Aku pun terkejut mendengar kata ayahku bahwa dia rela menjualku setelah aku membelanya.

"Ayah!" aku berteriak ke ayahku tapi dia tidak menjawab.

"Hoo bagus pak tua akhirnya kau dapat mengerti situasinya."

Aku pun di ikat dengan rantai sihir.

Aku pun berteriak, "AYAH! KENAPA KAU BAHKAN MENJUAL ANAKMU SENDIRI KARENA KEEGOISANMU!?"

"DIAM! MULAI SAAT INI KAU BUKAN ANAKKU! Tuan silahkan bawa dia pergi."

"AYAH! KENAPA KENAPA KENAPA BAHKAN SAMPAI SAAT INI AYAH TIDAK PEDULI DENGANKU BAHKAN SAMPAI MENJUALKU! KENAPA KENA-."

Aku pun di buat pingsan oleh orang berjubah hitam itu dan dibawa mereka. Waktu aku sadar. Aku berada di suatu ruangan yang gelap. Aku diikat di kursi, lalu ada orang yang datang menyiksaku, mengancamku dan banyak siksaan yang kujalani disana.
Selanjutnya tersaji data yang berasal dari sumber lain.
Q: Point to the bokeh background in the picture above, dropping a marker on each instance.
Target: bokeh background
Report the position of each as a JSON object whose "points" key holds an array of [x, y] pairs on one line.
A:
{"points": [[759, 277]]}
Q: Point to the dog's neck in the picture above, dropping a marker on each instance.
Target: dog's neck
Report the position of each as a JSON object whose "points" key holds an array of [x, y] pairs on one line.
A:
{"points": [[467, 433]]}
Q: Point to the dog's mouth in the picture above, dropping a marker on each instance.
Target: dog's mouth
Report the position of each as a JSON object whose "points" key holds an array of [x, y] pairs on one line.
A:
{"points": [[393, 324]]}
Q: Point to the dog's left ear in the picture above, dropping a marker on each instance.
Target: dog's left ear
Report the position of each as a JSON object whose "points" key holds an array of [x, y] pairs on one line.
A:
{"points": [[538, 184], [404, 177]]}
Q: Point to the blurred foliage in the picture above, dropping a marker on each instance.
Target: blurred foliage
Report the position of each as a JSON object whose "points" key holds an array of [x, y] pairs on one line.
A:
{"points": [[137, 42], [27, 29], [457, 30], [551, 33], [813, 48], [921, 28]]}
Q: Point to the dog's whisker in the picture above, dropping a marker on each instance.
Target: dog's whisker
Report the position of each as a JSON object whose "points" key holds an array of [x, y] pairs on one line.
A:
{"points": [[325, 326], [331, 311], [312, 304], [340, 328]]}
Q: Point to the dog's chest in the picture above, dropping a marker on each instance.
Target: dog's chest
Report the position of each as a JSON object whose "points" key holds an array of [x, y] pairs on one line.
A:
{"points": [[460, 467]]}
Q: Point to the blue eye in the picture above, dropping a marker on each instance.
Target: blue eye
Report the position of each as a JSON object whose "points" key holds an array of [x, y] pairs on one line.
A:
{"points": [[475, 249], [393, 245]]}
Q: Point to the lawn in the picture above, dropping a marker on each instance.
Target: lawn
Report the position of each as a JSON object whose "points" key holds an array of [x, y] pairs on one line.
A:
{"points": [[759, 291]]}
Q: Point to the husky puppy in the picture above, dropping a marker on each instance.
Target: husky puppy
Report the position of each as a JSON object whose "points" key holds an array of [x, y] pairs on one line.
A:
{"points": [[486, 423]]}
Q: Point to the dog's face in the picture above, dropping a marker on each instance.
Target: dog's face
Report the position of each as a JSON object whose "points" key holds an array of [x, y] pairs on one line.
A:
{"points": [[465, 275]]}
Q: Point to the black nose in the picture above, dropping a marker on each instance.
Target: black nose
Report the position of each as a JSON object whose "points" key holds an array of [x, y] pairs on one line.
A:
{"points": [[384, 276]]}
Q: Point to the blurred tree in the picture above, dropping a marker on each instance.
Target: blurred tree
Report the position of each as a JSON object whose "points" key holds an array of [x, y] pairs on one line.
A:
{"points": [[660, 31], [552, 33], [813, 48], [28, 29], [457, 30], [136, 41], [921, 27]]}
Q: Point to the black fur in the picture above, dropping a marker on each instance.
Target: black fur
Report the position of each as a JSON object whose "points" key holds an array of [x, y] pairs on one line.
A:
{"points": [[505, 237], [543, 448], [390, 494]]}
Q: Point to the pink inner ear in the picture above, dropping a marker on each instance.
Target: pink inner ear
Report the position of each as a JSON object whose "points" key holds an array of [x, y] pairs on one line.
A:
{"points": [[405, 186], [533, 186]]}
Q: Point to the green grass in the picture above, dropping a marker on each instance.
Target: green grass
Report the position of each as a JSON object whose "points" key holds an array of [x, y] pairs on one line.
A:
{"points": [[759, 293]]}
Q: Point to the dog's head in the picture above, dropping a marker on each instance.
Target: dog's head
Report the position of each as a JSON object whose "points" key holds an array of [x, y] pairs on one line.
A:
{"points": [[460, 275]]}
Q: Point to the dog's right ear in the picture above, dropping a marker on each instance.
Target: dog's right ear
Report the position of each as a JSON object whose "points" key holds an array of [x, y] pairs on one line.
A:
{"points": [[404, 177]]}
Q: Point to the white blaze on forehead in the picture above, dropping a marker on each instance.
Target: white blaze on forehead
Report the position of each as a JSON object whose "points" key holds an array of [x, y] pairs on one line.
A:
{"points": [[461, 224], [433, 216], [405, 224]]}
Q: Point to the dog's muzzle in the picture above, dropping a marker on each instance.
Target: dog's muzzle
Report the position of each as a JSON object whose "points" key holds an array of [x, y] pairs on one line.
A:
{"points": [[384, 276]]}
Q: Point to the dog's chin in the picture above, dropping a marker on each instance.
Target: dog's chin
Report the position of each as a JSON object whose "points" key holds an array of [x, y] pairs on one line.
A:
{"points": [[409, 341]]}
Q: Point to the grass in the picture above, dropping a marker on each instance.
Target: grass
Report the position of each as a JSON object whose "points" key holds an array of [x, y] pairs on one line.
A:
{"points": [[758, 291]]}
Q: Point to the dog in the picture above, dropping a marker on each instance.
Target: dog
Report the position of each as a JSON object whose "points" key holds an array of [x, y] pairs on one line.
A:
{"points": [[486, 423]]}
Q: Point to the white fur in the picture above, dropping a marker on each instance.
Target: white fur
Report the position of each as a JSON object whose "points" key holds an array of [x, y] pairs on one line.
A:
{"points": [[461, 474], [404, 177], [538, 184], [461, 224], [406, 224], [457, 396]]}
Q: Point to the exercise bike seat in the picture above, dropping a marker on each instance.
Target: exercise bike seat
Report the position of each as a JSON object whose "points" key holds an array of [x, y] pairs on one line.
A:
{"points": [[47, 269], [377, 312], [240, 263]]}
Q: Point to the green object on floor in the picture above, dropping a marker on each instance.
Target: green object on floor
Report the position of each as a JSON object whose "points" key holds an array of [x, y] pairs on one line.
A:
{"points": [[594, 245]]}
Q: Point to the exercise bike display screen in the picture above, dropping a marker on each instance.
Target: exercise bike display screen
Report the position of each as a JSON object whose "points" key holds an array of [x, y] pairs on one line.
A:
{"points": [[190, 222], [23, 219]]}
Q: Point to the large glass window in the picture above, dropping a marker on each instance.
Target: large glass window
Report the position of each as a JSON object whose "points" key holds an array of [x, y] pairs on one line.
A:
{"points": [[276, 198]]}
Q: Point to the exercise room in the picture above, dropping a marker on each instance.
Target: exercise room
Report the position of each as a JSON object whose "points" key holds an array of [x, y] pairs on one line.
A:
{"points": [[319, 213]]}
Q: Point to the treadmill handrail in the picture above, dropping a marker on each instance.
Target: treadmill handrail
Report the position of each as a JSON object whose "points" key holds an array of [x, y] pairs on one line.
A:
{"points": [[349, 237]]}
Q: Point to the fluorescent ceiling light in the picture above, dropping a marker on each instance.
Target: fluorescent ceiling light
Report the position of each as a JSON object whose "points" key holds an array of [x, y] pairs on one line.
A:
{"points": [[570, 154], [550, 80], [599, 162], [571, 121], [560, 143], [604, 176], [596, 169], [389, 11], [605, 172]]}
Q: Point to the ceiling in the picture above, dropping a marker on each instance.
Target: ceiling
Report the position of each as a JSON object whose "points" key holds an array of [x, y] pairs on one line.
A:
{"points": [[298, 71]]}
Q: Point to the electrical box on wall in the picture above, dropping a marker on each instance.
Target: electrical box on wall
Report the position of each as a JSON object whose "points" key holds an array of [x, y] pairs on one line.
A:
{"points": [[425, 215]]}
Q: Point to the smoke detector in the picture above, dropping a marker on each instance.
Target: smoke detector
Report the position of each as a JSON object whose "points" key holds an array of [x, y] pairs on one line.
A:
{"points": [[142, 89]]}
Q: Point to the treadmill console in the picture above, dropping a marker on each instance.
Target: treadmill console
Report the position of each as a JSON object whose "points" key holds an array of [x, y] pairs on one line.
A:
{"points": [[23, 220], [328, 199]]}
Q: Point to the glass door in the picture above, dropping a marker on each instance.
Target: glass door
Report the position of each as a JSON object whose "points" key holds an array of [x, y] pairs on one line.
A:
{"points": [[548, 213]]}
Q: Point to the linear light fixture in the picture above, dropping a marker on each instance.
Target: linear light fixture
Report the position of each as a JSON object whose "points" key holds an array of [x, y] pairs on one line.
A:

Karena siksaan yang berat itu, aku sampai kehilangan emosiku. Di pikiranku hanya satu sekarang, yaitu 'IRI'. Seandainya aku berbakat atau menjadi salah satu dari saudaraku, dan hidupku tertukar, mungkin aku tidak akan mendapat penderitaan seperti ini.

Aku pun dibebaskan dan ditawarkan untuk menjadi salah satu dari mereka. Jika aku menuruti permintaan mereka aku bisa bebas dari sini. Ahh.. kebebasan aku iri dengan orang di luar sana yang bebas melakukan apapun yang mereka mau. Semakin lama aku hanya semakin iri dengan orang-orang itu. Aku ingin d iatas segalanya supaya aku tidak merasa iri lagi.

Pada saat aku termenung ada seseorang yang memberiku peralatan.

Lalu dia berkata, "Siapa namamu?" kata orang itu.

"Levi," kataku.

"Sekarang namamu bukan Levi. Nama barumu sekarang adalah Leviathan, ingat itu."